Requirements: CMake ≥3.22, gcc-arm-none-eabi, and a Ninja/Make generator. Provide the CAN bitrate via CONFIG_CAN_BITRATE (in bit/s).
cmake --preset=bluepill
cmake --build build/bluepill
# Output: build/bluepill/bluepill-can-bl.elfThe repository is a Zephyr module (zephyr/module.yml). The app/ directory is a minimal client showing how to request an update via the shell. Sysbuild pulls in and builds the bootloader automatically.
Example inside a Zephyr workspace with this module present:
west build -b stm32_min_dev@blue --sysbuild -d app/build appNotes:
- Sysbuild options live in app/sysbuild.conf (e.g.,
SB_CONFIG_BLUEPILL_CAN_BUS_BITRATE). - The sample enables shell and adds
image update(app/src/main.cpp) which sets the update request flag and reboots. - Partitioning comes from zephyr/bluepill_partitions.overlay.

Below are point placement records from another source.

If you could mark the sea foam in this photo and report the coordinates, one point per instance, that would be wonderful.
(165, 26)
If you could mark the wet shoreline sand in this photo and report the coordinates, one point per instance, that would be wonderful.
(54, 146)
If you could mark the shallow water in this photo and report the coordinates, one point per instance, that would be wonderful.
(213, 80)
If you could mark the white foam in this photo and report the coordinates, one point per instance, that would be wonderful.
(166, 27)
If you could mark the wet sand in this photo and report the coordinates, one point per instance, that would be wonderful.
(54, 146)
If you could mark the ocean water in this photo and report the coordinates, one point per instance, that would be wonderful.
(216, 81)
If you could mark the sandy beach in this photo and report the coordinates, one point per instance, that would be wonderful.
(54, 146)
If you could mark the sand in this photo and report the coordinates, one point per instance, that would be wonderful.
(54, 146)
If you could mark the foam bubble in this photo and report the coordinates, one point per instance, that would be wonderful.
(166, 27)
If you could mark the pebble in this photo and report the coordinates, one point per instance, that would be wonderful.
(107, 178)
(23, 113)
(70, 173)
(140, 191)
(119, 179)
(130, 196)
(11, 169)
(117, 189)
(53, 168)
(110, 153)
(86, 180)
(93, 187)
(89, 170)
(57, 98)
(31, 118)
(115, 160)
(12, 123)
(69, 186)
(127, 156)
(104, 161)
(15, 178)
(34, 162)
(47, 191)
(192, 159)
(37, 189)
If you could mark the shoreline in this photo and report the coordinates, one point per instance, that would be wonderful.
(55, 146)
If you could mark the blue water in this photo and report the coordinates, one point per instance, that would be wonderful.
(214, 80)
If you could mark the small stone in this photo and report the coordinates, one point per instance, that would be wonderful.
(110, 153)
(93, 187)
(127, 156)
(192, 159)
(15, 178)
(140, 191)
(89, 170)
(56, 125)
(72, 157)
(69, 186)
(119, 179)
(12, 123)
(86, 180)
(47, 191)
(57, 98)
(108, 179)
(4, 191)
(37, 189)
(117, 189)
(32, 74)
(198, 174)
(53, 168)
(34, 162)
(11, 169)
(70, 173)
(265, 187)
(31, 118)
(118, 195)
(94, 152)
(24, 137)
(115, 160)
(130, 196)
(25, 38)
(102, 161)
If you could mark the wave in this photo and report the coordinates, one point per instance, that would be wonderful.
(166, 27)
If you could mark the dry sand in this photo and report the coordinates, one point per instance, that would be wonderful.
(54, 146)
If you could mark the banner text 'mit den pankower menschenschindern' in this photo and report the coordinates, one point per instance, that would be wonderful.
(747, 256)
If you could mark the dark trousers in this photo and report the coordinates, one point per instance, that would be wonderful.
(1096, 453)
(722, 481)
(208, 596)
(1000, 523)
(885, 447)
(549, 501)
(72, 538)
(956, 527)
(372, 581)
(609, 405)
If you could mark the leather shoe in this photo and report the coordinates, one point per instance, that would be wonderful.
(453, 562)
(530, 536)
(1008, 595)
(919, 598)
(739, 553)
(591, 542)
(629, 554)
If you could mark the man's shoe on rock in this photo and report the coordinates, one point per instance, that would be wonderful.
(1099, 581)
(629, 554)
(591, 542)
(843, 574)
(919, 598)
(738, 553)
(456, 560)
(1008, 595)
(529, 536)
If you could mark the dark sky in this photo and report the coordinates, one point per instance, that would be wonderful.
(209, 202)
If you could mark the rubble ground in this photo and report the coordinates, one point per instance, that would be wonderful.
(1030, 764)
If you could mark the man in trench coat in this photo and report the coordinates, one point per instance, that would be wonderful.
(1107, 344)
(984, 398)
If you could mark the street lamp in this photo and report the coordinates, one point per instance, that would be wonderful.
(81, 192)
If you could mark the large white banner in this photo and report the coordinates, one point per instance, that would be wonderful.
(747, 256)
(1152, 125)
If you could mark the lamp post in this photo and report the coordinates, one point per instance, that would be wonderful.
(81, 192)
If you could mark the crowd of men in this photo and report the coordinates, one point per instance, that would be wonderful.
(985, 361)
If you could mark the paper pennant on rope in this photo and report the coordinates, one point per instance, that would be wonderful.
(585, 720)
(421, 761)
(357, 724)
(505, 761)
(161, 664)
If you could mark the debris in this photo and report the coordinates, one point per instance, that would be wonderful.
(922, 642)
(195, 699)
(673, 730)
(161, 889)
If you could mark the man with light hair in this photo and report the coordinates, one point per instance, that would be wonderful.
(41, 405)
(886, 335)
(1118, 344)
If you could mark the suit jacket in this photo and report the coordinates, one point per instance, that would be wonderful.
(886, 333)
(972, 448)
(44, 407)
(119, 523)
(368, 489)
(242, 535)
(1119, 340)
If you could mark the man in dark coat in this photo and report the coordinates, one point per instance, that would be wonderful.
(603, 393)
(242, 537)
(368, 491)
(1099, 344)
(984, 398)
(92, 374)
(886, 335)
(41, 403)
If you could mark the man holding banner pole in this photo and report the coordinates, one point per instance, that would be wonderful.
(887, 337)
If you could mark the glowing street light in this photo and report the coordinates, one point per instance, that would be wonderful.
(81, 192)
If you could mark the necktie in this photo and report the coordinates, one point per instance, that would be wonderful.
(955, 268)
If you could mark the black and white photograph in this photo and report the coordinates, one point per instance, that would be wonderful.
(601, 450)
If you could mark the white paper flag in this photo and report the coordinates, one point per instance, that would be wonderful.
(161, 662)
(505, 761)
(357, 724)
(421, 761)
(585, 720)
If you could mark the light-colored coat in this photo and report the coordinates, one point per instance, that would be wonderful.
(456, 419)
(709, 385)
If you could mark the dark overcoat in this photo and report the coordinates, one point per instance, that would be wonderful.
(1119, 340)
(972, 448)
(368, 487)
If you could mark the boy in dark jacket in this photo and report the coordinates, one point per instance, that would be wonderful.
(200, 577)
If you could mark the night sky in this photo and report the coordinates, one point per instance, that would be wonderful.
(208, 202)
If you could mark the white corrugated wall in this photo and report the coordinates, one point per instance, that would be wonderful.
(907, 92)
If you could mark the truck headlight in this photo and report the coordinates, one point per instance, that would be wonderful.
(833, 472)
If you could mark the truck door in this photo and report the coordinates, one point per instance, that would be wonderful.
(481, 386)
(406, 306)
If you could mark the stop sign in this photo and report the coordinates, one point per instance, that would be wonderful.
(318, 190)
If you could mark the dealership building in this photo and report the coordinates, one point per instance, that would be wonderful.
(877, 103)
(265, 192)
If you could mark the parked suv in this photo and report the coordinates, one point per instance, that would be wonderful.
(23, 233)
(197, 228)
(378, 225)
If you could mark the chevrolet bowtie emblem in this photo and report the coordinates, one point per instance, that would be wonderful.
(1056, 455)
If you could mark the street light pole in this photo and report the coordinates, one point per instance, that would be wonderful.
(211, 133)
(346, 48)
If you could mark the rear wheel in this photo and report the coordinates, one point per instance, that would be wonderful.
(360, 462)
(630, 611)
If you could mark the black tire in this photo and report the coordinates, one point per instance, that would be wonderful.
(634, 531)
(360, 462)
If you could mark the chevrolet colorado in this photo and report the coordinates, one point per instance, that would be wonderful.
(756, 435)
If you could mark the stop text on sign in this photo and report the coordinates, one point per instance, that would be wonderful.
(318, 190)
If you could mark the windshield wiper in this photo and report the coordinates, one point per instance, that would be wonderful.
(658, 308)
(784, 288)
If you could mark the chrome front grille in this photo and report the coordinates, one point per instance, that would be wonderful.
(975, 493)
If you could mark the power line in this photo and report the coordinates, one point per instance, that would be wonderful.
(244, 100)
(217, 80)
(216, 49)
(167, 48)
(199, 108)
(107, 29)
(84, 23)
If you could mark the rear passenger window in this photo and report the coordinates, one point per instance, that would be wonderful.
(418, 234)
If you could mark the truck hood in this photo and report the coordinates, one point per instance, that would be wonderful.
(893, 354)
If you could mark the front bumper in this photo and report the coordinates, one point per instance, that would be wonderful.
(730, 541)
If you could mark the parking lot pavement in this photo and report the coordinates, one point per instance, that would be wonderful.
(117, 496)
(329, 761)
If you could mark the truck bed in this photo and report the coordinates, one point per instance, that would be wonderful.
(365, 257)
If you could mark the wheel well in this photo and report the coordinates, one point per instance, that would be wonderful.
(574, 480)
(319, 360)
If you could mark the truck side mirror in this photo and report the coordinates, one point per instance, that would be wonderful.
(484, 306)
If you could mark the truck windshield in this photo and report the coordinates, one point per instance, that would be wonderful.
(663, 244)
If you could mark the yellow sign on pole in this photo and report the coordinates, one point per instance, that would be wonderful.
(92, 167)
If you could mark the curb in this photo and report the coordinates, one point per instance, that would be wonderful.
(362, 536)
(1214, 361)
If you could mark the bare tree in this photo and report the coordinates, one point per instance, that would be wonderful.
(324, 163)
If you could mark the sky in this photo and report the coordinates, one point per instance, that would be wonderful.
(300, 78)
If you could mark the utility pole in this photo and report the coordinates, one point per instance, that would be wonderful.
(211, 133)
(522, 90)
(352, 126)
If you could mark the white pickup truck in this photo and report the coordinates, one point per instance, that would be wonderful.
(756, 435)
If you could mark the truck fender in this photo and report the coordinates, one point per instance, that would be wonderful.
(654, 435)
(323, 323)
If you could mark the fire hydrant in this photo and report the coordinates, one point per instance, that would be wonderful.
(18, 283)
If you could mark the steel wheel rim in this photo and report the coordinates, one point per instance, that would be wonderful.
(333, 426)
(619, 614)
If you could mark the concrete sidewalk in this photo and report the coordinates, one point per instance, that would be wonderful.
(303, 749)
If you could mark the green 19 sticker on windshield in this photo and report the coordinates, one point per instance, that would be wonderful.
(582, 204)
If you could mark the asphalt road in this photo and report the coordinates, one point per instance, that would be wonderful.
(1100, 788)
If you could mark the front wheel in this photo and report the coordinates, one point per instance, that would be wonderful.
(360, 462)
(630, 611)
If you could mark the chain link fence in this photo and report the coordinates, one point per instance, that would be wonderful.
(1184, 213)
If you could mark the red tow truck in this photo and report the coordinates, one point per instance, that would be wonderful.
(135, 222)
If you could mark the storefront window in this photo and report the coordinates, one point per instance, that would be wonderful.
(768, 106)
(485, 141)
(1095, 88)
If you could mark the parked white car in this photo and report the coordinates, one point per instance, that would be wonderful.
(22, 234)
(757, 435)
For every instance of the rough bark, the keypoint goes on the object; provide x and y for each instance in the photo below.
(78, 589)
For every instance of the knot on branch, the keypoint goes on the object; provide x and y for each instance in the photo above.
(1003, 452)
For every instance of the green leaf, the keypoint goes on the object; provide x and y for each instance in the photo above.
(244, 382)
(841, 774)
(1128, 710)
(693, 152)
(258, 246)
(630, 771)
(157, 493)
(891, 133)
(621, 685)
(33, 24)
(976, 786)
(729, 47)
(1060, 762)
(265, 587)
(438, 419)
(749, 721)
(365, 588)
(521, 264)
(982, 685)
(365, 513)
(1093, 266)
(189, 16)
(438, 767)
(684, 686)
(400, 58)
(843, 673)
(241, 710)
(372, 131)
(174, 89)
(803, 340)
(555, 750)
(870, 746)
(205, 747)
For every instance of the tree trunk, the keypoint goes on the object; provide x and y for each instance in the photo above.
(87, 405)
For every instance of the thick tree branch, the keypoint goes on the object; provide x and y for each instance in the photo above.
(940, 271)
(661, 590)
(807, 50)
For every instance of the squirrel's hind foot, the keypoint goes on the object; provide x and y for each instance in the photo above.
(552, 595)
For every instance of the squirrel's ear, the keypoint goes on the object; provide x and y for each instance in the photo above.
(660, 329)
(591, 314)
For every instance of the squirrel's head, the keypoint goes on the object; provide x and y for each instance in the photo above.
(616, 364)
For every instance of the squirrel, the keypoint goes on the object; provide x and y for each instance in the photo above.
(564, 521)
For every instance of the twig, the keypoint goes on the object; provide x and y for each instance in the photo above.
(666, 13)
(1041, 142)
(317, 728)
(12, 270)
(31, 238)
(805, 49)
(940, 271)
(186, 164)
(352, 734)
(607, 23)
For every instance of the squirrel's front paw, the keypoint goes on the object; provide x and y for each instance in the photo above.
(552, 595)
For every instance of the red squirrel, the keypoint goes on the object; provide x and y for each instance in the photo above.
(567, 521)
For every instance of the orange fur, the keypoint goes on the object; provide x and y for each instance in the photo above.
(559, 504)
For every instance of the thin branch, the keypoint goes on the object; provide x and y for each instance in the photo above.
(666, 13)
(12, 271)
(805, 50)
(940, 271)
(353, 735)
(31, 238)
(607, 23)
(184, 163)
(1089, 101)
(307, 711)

When building a non-zephyr application, two things have to be adapted for bootloader support (this is true in general):
- Modify the linker script to ensure the application's flash area starts where the bootloader's ends.
- Write the flash start address to the VTOR register (update vector table address).
- Application sets the update request flag (see
can_bl::set_update_request()or runimage updatein the sample shell), then resets. - Bootloader stays if no valid app or an update was requested; otherwise it jumps to the app.
- Loader advertises status via the periodic info frame; updater streams segmented CAN PDUs in 1 kB chunks.
- Loader erases/writes each flash page; on the last (short) chunk it writes the MSP/reset vector and boots the new image if valid.
CONFIG_CAN_BITRATE: CAN bus bitrate (required when building standalone).CONFIG_BLUEPILL_CAN_ID_PREFIX: CAN ID base (default 0x7E5), defined in the interface target.CONFIG_BLUEPILL_CAN_IDE: 0 for standard, 1 for extended CAN IDs.
A host-side CAN sender is not included; any CAN tool that can emit the framed/segmented PDUs will work. Follow the protocol above to push 1 kB pages (chunk 0 starts with the app header, but those first two words are flashed last by the loader).
The bootloader defers programming the first two words (MSP and reset vector) until after all other pages succeed. This prevents the boot vector from pointing to incomplete images.